Klyne                      Work-in-progress                  [Page 31]


RFC nnnn                    A syntax for describing media feature sets
14 December 1998


  -->  Combine feature tag comparisons and eliminate unsatisfiable
       conjunctions:

     (| (& (dpi=300) (grey=2) (color=0) (image-coding=MR) )
        (& (dpi=200) (grey=2) (color=0) (image-coding=MH) ) )

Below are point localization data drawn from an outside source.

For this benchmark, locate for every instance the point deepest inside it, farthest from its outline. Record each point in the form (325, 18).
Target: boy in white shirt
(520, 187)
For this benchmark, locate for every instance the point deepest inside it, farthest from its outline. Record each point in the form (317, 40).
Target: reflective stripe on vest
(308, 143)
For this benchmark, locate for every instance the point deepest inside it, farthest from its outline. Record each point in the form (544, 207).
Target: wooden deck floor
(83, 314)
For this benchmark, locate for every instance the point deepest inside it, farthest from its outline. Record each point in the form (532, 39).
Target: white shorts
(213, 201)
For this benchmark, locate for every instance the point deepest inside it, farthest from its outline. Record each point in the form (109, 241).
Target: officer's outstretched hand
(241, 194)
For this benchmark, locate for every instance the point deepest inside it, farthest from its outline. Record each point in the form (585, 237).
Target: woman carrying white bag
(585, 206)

  Thus, we see that this combination of sender and receiver options
  can transfer a bi-level image, either at 300dpi using MR coding, or
  at 200dpi using MH coding.

  Points to note about the feature matching process:

  o  The colour document option is eliminated because the receiver
     cannot handle either colour (indicated by '(color=0)') or JPEG
     coding.

  o  The high resolution version of the document with '(dpi=300)' must
     be sent using '(image-coding=MR)' because this is the only
     available coding of the image data that the receiver can use for
     high resolution documents.  (The available 300dpi document
     codings here are MMR and MH, and the receiver capabilities are MH
     and MR.)

7.2 A note on feature tag scoping

  This section contains some additional commentary on the
  interpretation of feture set predicates.  It does not extend or
  modify what has been described previously.  Rather, it attempts to
  clarify an area of possible misunderstanding.

  The essential fact that needs to be established here is:

       Within a given feature collection, each feature tag may
       have only one value.

  This idea is explained below in the context of using the media
  feature framework to describe the characteristics of transmitted
  image data.

  In this context, we have the requirement that any feature tag value
  must apply to the entire image, and cannot have different values
  for different parts of an image.  This is a consequence of the way
  that the framework of feature predicates is used to describe
  different possible images, such as the different images that can be
  rendered by a given recipient.










Klyne                      Work-in-progress                  [Page 32]


RFC nnnn                    A syntax for describing media feature sets
14 December 1998


  This idea is illustrated here using an example of a flawed feature
  set description based on the TIFF image format defined for use by
  Internet fax [13]:

     (& (& (MRC-mode=1) (stripe-size=256) )
        (| (& (image-coding=JBIG-2-LEVEL) (stripe-size=128) )
           (image-coding=[MH,MR,MMR]) ) )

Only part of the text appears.